For support act Jimmy Eat World, it’s three days until the release of their 10th studio album, ‘Surviving’, and we’re lucky enough to be treated to three new tracks from this album, one of which – the stunning and synthy ‘555’ – had before tonight been previously unheard by the general public. 

While Jimmy have unquestionably earnt themselves the title of being one of the best rock bands formed in the past 25 years, the crowd tonight is disappointing, giving little feedback to what is by anyone’s standards an exceptional live performance. It’s difficult not to feel a grin forming on your face as an unexpected saxophonist joins the band on stage for ‘All the Way (Stay)’, however, and old favourites ‘Sweetness’ and ‘The Middle’ will always be met with unadulterated excitement, even if in this setting at least, it’s only because there’s something recognisable being played on stage.

This response is not a reflection of the talent that exudes from the members of the band on stage. Jimmy Eat World are never anything but mind blowing, and tonight is no exception, but support slots are hard no matter how exceptional you may be, and Jimmy sadly have to face this fact tonight.

As it grows ever closer to the main event, the floor pads out and members of the audience find themselves with increasingly less personal space, allowing levels of excitement to rise by the minute, despite the uncomfortable environment.

The simple staging does nothing to predict the performance that lies ahead, with both band and crowd instantly throwing themselves into the set the moment Biffy Clyro take to the stage to the opening riffs of ‘Balance, Not Symmetry’. The lull that set in during Jimmy Eat World’s set was long forgotten, and it’s clear that while Jimmy are well-loved, tonight this is the Biffy Clyro show.

Pulling from their extensive discography, each song is met with almost equal enthusiasm, but there were – of course – clear fan favourites. Whether it’s ‘Mountains’ or ‘Bubbles’ from ‘Only Revolutions’, or ‘Black Chandelier’ taken from 2013’s ‘Opposites’, the crowd’s momentum never once wavers across and it’s clear that this band’s long career has brought them a loyal and immovable fanbase. 

Even softer moments, such as with ‘Fever Dream’ – a performance that feels very far removed from what you might expect from a Biffy show – and ‘Adored’ are met with undivided attention, every audience member is entirely entranced by the scene on stage. These moments are tender and allow for a short respite from the mayhem that both precedes and follows them, while also highlighting the versatile nature of this band. When you think of Biffy, it’s easy to think of the faster paced songs such as ‘Born on a Horse’ or ‘Booooom, Blast and Ruin’, but their more vulnerable moments are just as impactful – both on record and in a live environment such as tonight. 
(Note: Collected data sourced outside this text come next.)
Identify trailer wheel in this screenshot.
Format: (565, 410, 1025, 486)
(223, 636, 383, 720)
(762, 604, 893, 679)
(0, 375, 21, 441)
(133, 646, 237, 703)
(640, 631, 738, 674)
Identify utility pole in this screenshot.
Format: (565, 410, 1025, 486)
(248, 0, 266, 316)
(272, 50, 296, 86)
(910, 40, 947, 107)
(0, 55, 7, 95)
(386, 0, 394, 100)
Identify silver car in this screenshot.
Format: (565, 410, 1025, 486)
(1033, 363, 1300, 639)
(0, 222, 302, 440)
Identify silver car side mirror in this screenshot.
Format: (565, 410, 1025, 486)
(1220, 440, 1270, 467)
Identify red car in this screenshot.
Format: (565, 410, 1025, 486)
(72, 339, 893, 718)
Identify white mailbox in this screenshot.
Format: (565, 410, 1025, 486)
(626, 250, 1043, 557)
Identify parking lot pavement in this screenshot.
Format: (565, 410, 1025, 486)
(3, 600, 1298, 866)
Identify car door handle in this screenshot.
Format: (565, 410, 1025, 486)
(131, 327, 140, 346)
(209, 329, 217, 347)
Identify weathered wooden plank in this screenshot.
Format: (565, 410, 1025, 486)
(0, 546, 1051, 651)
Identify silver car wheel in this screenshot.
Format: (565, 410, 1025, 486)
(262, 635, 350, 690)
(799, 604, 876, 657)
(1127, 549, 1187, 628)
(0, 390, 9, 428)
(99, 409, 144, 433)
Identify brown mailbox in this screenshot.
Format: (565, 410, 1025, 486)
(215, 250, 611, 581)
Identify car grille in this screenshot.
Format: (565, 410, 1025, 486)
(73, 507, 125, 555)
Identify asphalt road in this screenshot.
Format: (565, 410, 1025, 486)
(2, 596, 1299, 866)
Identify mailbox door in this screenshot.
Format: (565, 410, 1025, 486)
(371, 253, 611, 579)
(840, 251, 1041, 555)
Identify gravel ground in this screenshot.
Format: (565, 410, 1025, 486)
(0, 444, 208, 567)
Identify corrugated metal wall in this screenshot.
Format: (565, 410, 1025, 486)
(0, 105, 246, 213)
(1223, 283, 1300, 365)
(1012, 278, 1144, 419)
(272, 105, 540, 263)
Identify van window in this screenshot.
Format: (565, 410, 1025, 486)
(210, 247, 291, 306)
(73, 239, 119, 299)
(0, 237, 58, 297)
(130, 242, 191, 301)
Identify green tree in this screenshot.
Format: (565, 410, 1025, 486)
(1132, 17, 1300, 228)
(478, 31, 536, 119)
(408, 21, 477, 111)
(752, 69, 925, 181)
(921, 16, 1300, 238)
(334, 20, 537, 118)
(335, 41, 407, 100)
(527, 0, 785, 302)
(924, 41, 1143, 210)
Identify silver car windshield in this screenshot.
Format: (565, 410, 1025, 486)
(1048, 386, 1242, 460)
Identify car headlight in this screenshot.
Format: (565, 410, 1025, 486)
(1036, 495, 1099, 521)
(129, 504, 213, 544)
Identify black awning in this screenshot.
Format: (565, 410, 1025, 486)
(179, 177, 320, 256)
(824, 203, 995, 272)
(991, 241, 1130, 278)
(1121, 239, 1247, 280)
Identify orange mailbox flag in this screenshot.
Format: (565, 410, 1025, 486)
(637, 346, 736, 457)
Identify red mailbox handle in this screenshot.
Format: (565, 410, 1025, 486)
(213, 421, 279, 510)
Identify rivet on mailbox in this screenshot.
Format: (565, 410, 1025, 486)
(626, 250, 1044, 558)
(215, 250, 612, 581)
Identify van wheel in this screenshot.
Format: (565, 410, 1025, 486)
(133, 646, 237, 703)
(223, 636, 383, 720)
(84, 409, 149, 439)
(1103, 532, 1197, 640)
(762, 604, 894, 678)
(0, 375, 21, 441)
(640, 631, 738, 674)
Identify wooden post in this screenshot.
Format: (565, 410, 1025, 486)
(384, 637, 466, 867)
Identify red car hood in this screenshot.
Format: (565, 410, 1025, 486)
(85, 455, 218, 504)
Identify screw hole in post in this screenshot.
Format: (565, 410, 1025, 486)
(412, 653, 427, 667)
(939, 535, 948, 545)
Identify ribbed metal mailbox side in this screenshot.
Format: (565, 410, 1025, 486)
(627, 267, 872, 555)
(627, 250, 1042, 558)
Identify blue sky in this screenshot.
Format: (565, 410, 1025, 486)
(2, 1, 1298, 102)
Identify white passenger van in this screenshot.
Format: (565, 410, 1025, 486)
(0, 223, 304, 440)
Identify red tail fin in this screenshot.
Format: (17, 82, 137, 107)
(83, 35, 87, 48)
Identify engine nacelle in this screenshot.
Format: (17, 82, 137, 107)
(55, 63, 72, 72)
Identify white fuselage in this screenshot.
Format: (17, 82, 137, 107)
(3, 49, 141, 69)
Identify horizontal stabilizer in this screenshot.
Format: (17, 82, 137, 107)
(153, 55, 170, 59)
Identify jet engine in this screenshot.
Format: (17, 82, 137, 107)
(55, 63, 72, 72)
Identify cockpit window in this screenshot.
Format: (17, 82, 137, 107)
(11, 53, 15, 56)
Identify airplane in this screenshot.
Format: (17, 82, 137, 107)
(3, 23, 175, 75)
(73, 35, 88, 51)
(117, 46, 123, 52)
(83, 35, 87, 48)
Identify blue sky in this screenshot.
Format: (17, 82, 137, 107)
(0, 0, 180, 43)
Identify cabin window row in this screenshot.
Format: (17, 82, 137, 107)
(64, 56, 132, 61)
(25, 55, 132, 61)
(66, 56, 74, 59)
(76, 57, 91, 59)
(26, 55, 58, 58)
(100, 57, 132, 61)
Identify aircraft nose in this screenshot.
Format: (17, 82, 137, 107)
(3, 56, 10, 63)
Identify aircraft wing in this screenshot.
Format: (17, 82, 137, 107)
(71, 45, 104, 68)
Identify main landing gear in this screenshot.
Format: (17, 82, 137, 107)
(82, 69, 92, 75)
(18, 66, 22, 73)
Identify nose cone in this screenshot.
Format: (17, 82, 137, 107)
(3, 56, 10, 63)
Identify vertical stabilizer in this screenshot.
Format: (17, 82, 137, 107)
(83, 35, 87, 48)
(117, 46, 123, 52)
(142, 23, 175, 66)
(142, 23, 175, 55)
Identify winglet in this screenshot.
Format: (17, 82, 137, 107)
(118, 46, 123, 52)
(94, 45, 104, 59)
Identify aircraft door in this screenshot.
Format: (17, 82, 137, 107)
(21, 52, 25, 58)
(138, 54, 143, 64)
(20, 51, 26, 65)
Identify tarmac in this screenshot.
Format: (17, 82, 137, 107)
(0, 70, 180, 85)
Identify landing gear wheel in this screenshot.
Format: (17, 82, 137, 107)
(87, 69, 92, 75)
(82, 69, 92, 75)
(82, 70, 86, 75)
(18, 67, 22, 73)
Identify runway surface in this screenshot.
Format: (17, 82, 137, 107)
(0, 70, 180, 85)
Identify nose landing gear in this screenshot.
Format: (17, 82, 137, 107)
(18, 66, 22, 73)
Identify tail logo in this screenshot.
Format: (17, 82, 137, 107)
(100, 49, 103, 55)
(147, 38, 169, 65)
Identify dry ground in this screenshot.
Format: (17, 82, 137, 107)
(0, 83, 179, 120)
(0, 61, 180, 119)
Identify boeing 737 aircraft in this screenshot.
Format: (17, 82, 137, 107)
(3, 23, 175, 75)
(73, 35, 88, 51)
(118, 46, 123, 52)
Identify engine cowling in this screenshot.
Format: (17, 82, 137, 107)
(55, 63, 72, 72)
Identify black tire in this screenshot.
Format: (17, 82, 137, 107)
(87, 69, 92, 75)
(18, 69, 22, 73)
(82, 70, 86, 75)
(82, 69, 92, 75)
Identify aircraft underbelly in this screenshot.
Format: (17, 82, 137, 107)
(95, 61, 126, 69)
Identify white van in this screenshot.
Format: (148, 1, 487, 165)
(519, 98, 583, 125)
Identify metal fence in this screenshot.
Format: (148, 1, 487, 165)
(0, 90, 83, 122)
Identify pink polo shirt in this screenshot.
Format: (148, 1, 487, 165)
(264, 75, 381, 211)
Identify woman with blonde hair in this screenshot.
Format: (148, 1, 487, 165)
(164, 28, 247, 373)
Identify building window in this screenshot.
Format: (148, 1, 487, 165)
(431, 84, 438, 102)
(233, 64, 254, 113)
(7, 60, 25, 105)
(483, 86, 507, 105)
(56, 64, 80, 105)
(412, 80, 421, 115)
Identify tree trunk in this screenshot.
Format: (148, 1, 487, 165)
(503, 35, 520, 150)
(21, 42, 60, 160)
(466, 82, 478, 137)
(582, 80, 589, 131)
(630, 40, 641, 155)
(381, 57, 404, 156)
The only disappointment comes if you take a moment to glance up at the balcony, where almost everyone remains seated – a rarity at such an otherwise uninhibited rock shows such as this. While those on the floor lose their minds, flinging their bodies around and barely allow themselves  a second to breathe, those on the balcony seem to miss out on exactly what it is that makes a Biffy Clyro show what it is. Fortunately, the stationary half of the crowd does nothing to deter the rest of us, and it certainly doesn’t slow the band down even a little bit. 

As expected, Biffy Clyro’s most mainstream song ‘Many of Horror’ was the last played by the band before a short encore, and despite its popularity, this doesn’t take away from the crowd’s enjoyment as the band highlights just why the song became so well-known in the first place. Mixed, unintelligible chants enticed the band back on stage to treat us to three final songs, closing with 2013’s ‘Stingin’ Belle’ and leaving us mostly satisfied – our only wish being that it never has to end.

The entire evening was an overwhelming melting pot of excitement, sweat, and mind boggling talent, and one that every member of this sold-out crowd will be talking about for years to come.